The best short documentary Oscar went to "Freeheld," a film about a dying police officer's fight to ensure that her surviving partner would receive her pension. Gay rights groups are using the example of this movie as evidence of the need for marriage for same-sex couples. But the actual ending of the story is that the law changed to allow officers to leave their pensions to anyone they choose! This is the right result. If same-sex couples could marry, and officers could only leave pensions to their surviving spouses, then married gay and straight couples would be protected. But what about everyone else? The officer earned that pension and should be able to pass it on to those who need it most. That has nothing to do with marriage. Let's achieve marriage equality where possible as a civil rights goal. Let's achieve family policies that value all families. That will help more LGBT -- and straight -- people.


On Tuesday, March 4, the California Supreme Court will hear THREE HOURS of oral arguments in the cases seeking access to marriage for same-sex couples.

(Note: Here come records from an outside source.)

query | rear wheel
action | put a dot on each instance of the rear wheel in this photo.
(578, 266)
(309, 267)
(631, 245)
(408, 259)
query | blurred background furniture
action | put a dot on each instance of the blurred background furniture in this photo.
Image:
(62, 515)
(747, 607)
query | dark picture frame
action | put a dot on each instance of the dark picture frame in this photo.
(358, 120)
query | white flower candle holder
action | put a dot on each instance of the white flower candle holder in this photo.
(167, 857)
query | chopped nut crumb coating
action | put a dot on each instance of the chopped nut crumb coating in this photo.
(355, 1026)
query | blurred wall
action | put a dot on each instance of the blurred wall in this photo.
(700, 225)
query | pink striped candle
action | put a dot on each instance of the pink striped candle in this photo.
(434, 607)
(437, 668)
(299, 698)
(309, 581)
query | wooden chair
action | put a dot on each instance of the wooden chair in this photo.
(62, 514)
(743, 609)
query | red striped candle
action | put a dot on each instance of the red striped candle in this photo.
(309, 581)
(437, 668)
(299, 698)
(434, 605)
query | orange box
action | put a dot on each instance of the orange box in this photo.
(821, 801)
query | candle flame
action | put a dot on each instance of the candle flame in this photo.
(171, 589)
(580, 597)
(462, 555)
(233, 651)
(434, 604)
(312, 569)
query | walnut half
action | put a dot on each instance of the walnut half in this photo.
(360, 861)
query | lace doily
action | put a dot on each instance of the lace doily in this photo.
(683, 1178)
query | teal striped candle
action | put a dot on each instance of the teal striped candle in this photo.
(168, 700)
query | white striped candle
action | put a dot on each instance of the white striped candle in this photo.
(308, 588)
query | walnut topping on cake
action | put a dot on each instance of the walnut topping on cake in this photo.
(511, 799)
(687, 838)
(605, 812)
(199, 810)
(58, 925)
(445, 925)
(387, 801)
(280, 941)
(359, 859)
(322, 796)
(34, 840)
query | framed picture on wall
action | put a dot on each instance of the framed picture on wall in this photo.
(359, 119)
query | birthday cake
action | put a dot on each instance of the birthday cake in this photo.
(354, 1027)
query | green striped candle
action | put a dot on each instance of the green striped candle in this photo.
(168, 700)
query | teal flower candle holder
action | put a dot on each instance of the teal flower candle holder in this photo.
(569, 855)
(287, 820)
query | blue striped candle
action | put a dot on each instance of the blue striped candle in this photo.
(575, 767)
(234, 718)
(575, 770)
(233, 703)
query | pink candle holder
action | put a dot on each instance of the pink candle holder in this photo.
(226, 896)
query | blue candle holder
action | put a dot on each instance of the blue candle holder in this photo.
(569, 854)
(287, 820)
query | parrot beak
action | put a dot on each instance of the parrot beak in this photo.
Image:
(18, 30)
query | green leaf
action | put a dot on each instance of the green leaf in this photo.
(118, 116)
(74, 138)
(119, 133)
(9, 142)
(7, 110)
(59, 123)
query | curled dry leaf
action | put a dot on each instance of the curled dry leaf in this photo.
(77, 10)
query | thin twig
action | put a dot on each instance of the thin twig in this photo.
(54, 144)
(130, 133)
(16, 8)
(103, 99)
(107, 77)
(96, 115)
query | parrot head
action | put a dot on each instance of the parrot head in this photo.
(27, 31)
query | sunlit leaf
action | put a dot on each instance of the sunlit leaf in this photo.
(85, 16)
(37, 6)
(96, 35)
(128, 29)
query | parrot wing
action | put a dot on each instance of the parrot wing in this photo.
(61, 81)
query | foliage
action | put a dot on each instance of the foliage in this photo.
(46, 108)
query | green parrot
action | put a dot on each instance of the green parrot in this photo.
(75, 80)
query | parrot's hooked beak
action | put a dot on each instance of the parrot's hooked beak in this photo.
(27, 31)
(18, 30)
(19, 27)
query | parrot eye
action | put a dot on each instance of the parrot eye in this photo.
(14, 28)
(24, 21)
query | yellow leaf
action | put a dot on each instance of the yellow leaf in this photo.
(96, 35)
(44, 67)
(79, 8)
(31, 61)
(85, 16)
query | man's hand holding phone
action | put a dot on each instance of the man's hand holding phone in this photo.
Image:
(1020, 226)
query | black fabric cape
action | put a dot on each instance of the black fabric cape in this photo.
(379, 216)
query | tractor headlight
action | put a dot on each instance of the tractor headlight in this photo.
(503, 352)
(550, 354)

With so much attention focused on California, it would be great for everyone to notice an aspect of California law that should be a model for all states -- including those with explicitly anti-gay policies. In California, a household member who depends on a worker's income can receive survivor's benefits if that worker dies on the job; marriage is NOT a prerequisite! Now that's an example of a law that values all families! The purpose of worker's comp survivor's benefits is to compensate someone for the loss of an economic provider; marriage is irrelevant to achieving that purpose. When openly gay San Francisco Supervisor Harvey Milk was assassinated in 1978, his surviving partner received these benefits. Marriage isn't the only way -- or the best way -- to assure economic security and emotional peace of mind for all families and relationships.